But the increasingly accurate analyses carry the ethical dilemma of uncertain outcomes.
When the small piece of chromosome 22 associated with DiGeorge syndrome is missing, thiscan cause developmental abnormalities such as speech and language delays, cleft palate, a faulty immune system and heart defects. Or an apparently healthy baby can be born.
With non-invasive genetic screening on the rise, companies are racing to add chromosomal abnormalities such as that associated with DiGeorge syndrome to the list of disorders for which they can test. But because the effects of these genetic anomalies are sometimes uncertain, the test results may prompt difficult decisions for families who receive such diagnoses.
The tests are a welcome development, says Philippa Brice, communications director of the non-profit PHG Foundation in Cambridge, UK, which promotes the responsible use of biomedical science. But she adds, “there is a risk that women may receive early in pregnancy a result they do not fully understand”.
The issue is becoming more common as genetic-screening companies demonstrate the accuracy of the tests — and press their case that all pregnant women should be screened. On 26 February, scientists at Illumina, a genome-sequencing company headquartered in San Diego, California, announced the results of a study comparing its genetic test, called verifi, with the standard biochemical screening routinely offered to pregnant women (D. W. Bianchiet al.N.Engl.J.Med.http://doi.org/rqn;2014). The genetic test checks directly for abnormalities in fetal DNA that crosses the placenta and enters the mother’s bloodstream, whereas the biochemical screen estimates the risk of chromosomal disorders indirectly, by measuring proteins and hormones in the mother’s blood that are linked with higher rates of birth defects. If either screen suggests the presence of a defect, it is usually confirmed by an invasive test, such as an amniocentesis.
The study, which was funded by Illumina, screened more than 1,900 US women for chromosomal abnormalities, including Down’s syndrome, using both the biochemical and genetic methods. The verifi test had a false-positive rate of 0.3%, about one-tenth of that associated with biochemical screening. The finding is crucial because most physicians’ groups recommend that screening be used only in women at high risk of carrying a fetus with chromosomal disorders — mainly women aged over 35 — to minimize the chance that a false positive would lead to an invasive test. The study examined women with an average age of just under 30.
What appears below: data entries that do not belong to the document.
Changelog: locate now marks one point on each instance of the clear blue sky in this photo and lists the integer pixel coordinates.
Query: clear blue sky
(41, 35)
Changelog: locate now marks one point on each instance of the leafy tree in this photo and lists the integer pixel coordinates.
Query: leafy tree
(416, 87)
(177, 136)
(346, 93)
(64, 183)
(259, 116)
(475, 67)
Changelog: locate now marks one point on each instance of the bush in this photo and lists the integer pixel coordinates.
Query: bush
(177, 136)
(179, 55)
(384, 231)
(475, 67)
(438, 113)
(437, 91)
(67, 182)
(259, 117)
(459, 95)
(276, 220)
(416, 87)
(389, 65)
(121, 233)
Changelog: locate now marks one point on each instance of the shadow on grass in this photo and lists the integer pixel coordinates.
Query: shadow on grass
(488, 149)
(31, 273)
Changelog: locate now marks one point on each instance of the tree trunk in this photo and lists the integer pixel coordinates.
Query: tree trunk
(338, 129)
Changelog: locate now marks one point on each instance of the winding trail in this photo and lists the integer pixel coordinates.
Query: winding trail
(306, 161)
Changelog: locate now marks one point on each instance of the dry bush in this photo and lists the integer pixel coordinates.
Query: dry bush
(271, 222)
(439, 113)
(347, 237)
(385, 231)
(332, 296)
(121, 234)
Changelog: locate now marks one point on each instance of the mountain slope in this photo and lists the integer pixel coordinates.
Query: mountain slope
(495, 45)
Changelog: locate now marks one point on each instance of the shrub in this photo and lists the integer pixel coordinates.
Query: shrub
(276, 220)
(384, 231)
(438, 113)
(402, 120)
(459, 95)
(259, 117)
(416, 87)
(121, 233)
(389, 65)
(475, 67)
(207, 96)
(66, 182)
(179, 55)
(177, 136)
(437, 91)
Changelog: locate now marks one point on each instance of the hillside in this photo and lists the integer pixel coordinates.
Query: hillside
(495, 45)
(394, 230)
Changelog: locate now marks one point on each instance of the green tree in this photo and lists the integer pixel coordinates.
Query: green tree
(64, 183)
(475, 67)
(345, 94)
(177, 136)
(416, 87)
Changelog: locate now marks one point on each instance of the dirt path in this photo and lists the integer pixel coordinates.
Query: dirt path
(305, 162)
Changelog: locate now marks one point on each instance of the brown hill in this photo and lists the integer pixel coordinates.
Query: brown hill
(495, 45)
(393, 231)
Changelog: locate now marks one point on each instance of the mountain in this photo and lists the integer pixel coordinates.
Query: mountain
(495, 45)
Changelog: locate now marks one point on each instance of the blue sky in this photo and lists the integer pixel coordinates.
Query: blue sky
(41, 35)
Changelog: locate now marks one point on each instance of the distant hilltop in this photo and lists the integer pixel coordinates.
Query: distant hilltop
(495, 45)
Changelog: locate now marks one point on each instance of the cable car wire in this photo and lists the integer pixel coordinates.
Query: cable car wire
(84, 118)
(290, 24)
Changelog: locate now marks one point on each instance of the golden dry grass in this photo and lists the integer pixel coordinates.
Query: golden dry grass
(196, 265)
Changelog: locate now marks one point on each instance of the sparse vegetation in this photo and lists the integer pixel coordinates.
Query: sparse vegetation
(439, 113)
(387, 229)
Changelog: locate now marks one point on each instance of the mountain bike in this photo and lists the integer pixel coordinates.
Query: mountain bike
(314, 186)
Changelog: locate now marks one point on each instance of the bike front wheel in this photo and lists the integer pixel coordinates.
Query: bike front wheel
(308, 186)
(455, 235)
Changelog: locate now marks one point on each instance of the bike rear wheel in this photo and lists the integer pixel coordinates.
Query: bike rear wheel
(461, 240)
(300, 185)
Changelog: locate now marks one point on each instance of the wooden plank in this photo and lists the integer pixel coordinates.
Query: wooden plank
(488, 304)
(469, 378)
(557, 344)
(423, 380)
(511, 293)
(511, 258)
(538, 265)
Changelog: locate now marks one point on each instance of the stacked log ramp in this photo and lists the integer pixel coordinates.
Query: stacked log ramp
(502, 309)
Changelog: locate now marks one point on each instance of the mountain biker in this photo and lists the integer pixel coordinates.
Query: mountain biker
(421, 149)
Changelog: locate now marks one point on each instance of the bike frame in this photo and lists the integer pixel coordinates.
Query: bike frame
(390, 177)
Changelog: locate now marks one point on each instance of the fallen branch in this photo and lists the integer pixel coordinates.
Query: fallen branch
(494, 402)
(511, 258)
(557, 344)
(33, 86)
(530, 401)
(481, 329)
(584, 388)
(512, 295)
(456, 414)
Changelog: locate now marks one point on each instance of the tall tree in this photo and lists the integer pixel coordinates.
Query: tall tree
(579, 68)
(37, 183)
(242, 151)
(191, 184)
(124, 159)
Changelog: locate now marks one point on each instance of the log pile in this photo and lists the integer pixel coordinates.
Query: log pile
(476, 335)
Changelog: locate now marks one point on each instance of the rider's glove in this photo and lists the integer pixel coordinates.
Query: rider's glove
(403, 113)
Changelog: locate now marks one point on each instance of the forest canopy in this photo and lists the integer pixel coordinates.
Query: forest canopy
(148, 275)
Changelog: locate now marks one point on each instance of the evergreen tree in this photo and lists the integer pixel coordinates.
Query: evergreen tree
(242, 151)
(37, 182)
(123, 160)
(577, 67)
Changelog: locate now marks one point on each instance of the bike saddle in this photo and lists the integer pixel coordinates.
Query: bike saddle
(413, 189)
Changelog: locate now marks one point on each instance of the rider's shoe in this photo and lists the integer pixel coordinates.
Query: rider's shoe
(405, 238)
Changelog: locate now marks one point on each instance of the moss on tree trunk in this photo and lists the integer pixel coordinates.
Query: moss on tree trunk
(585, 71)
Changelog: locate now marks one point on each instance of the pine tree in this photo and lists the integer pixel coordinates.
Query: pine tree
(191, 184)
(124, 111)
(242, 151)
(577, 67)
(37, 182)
With such a low false-positive rate, the genetic screening should be offered to women of all ages, says Anthony Gregg, a geneticist and obstetrician at the University of Florida in Gainesville who was the lead author of genetic-screening guidelines published last April by the American College of Medical Genetics and Genomics in Bethesda, Maryland.
Increased acceptance could expand the already growing market for genetic screening. Sequenom, a sequencing company based in San Diego, said in January that it performed 148,500 of its MaterniT21 tests in 2013, up 140% from 2012. And in November, Ariosa of San Jose, California, said that it had performed its Harmony test on 150,000 women since launching in May 2012. Most tests are performed in the United States, although the companies are preparing to roll them out globally.
“ The companies are all trying to one-up each other. ”
Companies are trying to stand out by expanding the number of conditions their tests check for. Microdeletions and microduplications — genetic defects that can be millions of base pairs long — are seen as the first step, although some companies have designs to sequence the entire fetal genome. “The companies are all trying to one-up each other,” says Wendy Chung, a paediatrician and geneticist at Columbia University in New York City. “It’s not clear where the number will stop.”
Typically, genetic and biochemical screening tests have scanned only for missing or extra copies of whole chromosomes, which are known to result in clear outcomes. An extra copy of chromosome 21, for instance, causes Down’s syndrome. But last October, Sequenom began looking for microdeletions within chromosomes with its MaterniT21PLUS test. Natera, based in San Carlos, California, added tests for microdeletions to its Panorama test last month. And Illumina says that it will follow suit and expand the capabilities of its verifi test in the next few months. “Nobody in the twenty-first century should have a pregnancy without being screened for these microdeletions,” says Matthew Rabinowitz, Natera’s chief executive.
Routine checking for microdeletions could enable more families to prepare for children with special needs. But because such microdeletions are smaller than whole-chromosome abnormalities, they affect fewer genes, and the physical or mental effects are not always predictable. Chung, for instance, knows of many adults who found out that they had DiGeorge syndrome only after their children were diagnosed and they decided to get tested themselves. She says that as tests expand their scope and offer less-certain predictions, more families will face tough choices about their unborn children.